In simple terms, it is considered that the issue of the bonus units creates something of value for a holder in that it gives rise to the cancellation entitlement. The trustee is allowed recourse to the trust fund to meet the cancellation entitlement. As nothing of value is provided for the issue of the bonus unit, this recourse to the trust fund to meet the cancellation entitlement is considered to materially reduce the value of the existing units on issue which would constitute the interest being defeasible for the purposes of former subsection 160APHL(12) of the ITAA 1936. Accordingly, in and of itself this would lead to the employee's interest not being regarded as a fixed interest from a legislative perspective, and thus other elements of potential defeasibility from a general trust law perspective have not been considered.

The non-widely held scenario

Under the non-widely held scenario, it is necessary to examine the nature of the interest a beneficiary has in the shares that comprise the trust holding in which the beneficiary has an indirect interest. This is determined by the operation of former subsections 160APHL(1), (3) and (5) of the ITAA 1936 by reference to the beneficiary's proportionate share of the dividend income derived by the trust. In the current circumstances, the employee's interest in the trust holding is the allocated shares referable to his units. In this instance, it will be the employee's interest in the specific shares held by the trustee for his benefit that will be tested for the purposes of former Division 1A of Part IIIAA of the ITAA 1936.

The next step is to allocate a 'position' to the interest pursuant to former section 160APHL of the ITAA 1936. Accordingly, former subsection 160APHL(7) of the ITAA 1936 operates to attribute a delta of +1 to the interest in the shares held by a beneficiary of a non-widely held trust. Therefore, the employee will have a long position with a delta of +1 in relation to any shares held by the trust under this provision.
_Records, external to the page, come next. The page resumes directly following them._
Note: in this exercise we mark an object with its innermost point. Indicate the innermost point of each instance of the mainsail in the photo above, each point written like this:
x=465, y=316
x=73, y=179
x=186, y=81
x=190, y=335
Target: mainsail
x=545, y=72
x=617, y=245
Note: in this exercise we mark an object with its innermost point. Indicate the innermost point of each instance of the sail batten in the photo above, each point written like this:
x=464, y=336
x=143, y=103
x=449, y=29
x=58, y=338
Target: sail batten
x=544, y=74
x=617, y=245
However, as a family trust election has not been and will not be made and the trust arrangement does not give rise to an employee share scheme security (as examined above), former subsection 160APHL(10) of the ITAA 1936 may attribute additional positions to the employee. These additional positions are:

Accordingly, as the employee has a long position with a delta of +1 in relation to the shares under former subsection 160APHL(7) of the ITAA 1936, he will have a corresponding short position with a delta of -1 under former subsection 160APHL(10) of the ITAA 1936.

Under former subsection 160APHL(10) of the ITAA 1936, an additional long position will arise in relation to so much of the employee's interest in the trust holding as is a fixed interest. Former subsection 160APHL(11) of the ITAA 1936 states that a beneficiary's interest in a trust is a fixed interest to the extent that the interest is constituted by a vested and indefeasible interest in so much of the corpus of the trust as is comprised by the trust holding. For these purposes, the trust holding is the allocated shares held by the trustee and which has paid the trust a dividend (see former subsections 160APHL(1) and (3) of the ITAA 1936). The interest being tested under former subsection 160APHL(11) of the ITAA 1936 is the actual interest held by the employee in the allocated shares referable to the units that form the employee's proportionate interest in the trust holding.

Vested and indefeasible interest

Pursuant to former subsection 160APHL(12) of the ITAA 1936, subject to subsection 160APHL(13) of the ITAA 1936, the interest held by the employee will be taken to be defeasible if the interest in the trust holding may be redeemed for less than its value, or if the value of the interest in the trust holding may be materially reduced by the issue of further units. However, under former subsection 160APHL(13) of the ITAA 1936, where the units in the trust are redeemable or further units are able to be issued for a price determined on the basis of the trust's net asset value, according to Australian accounting principles, at the time of the redemption or issue, this does not mean the taxpayer's interest is taken to be defeasible.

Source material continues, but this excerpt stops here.